Nada surpreendente é sua visão irônica sobre a “celebrização do documentário”, com Leonardo DiCaprio surfando na onda, ou sua preocupação com a crise das emissoras de TV que abalou sensivelmente o modelo de financiamento vigente sobretudo na Europa nas últimas duas décadas. Tampouco lhe deixa indiferente o estado do mundo, ao atravessar “o período mais incerto” de que se lembra.

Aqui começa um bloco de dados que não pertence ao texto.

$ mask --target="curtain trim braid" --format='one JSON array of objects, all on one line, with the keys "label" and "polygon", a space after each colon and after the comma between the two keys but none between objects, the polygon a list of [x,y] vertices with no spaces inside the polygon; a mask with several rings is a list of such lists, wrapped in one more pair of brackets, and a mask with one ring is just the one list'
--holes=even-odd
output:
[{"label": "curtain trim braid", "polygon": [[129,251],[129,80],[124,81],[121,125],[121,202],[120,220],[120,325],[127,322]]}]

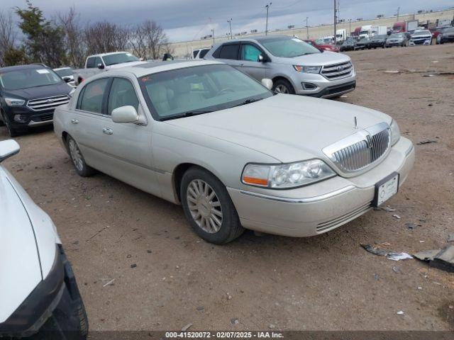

Ele não se furta, porém, de registrar o novo patamar de reconhecimento e popularidade alcançado pelos documentários. “Eles se tornaram parte de como vemos o mundo. Neste aspecto”, argumenta, “sua performance relativamente fraca nas bilheterias é menos importante. É possível ver documentários influenciando outros cineastas, assim como escritores e ativistas”. Na linha de frente para chegarmos aqui se encontra Nick Fraser.